We're hearing the outlines of Obama's recommended stimulus plan. The most surprising thing is that 40% of the plan consists of tax cuts. I've been saying that tax cuts were so superior to spending that he would eventually be forced to use them, and I'm gratified that is the case. But in the end it appears to be a politically correct stimulus plan that is very unlikely to give the economy the "jolt" that it presumably needs. (And by the way, the need for economic stimulus is declining with each passing day.) If this plan were to get mired in political squabbling we would probably be better off than if it passes quickly.
He wants overwhelming support for the package, so one big reason for tax cuts is to buy Republican votes. Bipartisan support will make for good headlines, but it won't give anyone an incentive to work harder, risk more, or save and invest more.
Since the tax credits he proposes equate to taking money from those who earn a lot and giving to those who earn little, they actually reduce the overall incentive for people to work harder. Sending checks out to millions of people won't help either (last year's rebate did almost nothing for the economy). Politicians don't seem to want to face facts: you can't stimulate an economy by boosting spending, you have to do something that increases output. Keynesian thinking just refuses to die.
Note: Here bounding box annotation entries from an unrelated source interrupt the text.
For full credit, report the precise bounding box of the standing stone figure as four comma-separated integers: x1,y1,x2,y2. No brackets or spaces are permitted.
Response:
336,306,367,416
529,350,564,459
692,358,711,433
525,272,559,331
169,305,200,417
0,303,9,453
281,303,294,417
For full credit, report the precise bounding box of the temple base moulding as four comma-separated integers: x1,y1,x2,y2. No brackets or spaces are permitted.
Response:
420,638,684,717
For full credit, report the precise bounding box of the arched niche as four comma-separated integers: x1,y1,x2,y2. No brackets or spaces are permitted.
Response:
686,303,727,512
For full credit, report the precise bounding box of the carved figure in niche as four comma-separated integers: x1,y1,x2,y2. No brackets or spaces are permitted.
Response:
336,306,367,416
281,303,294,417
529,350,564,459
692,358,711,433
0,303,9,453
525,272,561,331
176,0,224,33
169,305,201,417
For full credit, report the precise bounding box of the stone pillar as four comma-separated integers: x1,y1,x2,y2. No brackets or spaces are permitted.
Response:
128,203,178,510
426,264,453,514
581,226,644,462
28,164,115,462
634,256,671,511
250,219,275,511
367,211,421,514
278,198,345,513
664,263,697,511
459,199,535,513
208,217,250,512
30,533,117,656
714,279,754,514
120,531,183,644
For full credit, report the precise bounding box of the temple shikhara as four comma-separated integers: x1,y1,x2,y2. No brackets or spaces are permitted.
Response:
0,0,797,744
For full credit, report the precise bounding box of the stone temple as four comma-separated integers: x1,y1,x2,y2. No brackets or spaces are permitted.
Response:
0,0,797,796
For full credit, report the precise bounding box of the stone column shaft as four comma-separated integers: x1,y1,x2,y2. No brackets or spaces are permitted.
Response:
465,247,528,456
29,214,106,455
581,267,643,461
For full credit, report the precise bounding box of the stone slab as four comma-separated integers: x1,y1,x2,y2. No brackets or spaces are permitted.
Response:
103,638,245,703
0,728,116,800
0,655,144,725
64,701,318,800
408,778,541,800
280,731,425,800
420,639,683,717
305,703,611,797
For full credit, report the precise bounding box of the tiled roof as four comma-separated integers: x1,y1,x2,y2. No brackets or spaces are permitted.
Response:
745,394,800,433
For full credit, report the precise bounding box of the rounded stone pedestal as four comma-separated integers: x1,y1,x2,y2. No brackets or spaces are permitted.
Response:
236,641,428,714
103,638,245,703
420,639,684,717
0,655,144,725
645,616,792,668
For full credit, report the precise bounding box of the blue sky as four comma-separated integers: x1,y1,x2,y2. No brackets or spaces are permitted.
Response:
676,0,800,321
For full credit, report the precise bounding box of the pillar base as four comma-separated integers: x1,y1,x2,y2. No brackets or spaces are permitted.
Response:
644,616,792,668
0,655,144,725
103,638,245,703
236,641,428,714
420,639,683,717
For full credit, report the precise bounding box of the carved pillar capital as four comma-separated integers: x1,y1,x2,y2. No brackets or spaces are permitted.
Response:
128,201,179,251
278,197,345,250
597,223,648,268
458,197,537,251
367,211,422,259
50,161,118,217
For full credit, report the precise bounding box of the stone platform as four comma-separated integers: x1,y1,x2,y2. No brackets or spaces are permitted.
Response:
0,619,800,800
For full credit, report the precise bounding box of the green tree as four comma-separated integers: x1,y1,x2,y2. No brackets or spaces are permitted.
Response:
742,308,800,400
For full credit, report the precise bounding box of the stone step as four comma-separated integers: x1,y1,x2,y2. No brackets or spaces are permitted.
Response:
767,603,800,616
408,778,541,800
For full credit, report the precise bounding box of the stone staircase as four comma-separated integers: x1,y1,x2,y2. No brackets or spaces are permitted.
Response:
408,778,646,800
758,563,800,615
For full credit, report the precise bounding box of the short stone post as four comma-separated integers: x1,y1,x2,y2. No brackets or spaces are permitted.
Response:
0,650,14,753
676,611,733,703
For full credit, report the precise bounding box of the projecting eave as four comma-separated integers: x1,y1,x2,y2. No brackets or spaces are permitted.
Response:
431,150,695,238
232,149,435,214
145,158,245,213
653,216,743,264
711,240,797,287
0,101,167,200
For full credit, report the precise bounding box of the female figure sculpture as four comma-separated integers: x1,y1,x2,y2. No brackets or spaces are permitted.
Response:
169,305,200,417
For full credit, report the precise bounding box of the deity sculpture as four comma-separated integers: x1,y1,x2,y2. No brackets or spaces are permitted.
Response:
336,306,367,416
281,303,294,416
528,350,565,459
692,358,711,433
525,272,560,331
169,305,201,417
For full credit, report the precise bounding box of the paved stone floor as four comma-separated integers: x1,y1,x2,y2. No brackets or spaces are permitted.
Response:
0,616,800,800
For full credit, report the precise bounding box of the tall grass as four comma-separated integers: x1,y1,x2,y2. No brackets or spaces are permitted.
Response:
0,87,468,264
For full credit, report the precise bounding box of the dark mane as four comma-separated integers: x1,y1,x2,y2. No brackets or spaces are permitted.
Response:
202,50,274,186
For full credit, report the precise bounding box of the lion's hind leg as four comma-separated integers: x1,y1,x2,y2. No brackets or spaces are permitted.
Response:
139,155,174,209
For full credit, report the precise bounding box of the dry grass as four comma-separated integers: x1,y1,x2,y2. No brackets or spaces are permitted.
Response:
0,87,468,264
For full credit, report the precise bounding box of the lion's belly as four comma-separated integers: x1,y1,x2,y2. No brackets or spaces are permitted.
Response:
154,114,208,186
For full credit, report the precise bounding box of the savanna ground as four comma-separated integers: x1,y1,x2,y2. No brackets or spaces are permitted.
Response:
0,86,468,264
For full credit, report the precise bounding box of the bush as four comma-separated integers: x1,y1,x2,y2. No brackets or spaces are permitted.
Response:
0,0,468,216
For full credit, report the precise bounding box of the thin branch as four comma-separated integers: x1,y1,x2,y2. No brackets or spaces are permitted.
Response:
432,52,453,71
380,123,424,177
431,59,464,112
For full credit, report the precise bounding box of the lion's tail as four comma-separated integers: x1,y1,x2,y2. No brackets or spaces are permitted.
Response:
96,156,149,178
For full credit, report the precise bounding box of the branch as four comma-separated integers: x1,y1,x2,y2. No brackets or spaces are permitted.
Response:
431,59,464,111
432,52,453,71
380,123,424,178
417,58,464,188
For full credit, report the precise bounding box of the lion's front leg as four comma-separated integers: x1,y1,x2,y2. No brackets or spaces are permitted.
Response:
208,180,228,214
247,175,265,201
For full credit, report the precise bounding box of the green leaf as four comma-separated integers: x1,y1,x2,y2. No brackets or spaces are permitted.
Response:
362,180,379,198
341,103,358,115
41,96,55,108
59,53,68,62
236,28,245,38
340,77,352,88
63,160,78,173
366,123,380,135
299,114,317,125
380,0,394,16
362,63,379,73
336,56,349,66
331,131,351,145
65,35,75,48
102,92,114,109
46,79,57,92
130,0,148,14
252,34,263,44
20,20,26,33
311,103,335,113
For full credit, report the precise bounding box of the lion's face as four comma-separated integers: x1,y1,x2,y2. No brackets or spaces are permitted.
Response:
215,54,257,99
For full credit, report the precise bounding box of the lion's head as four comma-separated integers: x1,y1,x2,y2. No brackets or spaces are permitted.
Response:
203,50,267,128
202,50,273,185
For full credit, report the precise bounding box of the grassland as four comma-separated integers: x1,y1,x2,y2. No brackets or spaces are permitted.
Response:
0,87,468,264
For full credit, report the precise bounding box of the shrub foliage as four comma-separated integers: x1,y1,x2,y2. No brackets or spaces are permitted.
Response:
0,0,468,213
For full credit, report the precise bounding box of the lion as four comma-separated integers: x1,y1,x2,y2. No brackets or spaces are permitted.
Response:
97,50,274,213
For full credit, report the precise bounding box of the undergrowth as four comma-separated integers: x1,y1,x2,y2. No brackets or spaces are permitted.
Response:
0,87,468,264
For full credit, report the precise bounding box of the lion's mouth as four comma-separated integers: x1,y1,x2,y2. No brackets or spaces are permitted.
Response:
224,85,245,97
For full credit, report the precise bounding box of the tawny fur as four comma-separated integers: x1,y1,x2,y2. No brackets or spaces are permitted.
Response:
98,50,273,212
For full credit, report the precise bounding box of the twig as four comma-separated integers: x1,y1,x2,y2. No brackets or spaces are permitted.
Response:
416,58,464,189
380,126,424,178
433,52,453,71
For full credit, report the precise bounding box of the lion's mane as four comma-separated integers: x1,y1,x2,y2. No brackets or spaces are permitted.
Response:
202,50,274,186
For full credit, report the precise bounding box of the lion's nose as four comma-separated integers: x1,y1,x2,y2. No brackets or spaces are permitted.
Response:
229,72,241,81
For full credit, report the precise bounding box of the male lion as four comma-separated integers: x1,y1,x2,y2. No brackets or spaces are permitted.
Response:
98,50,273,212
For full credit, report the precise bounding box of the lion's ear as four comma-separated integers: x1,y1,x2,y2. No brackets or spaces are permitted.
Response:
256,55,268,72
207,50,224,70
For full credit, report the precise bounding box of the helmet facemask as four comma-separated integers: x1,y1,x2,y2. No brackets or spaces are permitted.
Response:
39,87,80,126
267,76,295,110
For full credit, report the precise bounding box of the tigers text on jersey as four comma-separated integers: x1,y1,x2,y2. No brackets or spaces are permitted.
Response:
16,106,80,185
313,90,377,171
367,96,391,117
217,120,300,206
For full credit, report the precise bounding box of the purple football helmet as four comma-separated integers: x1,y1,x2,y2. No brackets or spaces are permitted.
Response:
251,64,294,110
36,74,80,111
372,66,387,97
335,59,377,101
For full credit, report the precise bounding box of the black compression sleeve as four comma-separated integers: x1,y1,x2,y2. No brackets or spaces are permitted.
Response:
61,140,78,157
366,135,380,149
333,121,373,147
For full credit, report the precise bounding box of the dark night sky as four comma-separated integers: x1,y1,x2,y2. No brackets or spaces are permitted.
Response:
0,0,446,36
Giving small businesses a credit for creating jobs this year does lower the marginal cost of new hires, so it may help boost employment a bit. But to really make a difference, businesses need to know that hiring additional workers will be profitable over the long run. Rather than targeted tax cuts and rebates for doing this or that, it would be far better to just cut the corporate tax rate and let individual businesses figure out what makes the most sense for them.
The strong undercurrent to all the proposals we're hearing is that smart government types can figure out what ails the economy and prescribe a miracle cure. The problem is that the "cures" being proposed are so stuffed with politically correct garbage (e.g., let's give people a reward for creating jobs) that their impact is going to be modest at best.
The bad news is that the stimulus plan is likely to end up wasting a lot of money and growing the size of government. The good news is that it won't be as bad as the market once feared, and meantime the economy is already coming out of its slump. Hoary maxim: by the time politicians figure out a stimulus plan for an ailing economy, it's no longer necessary.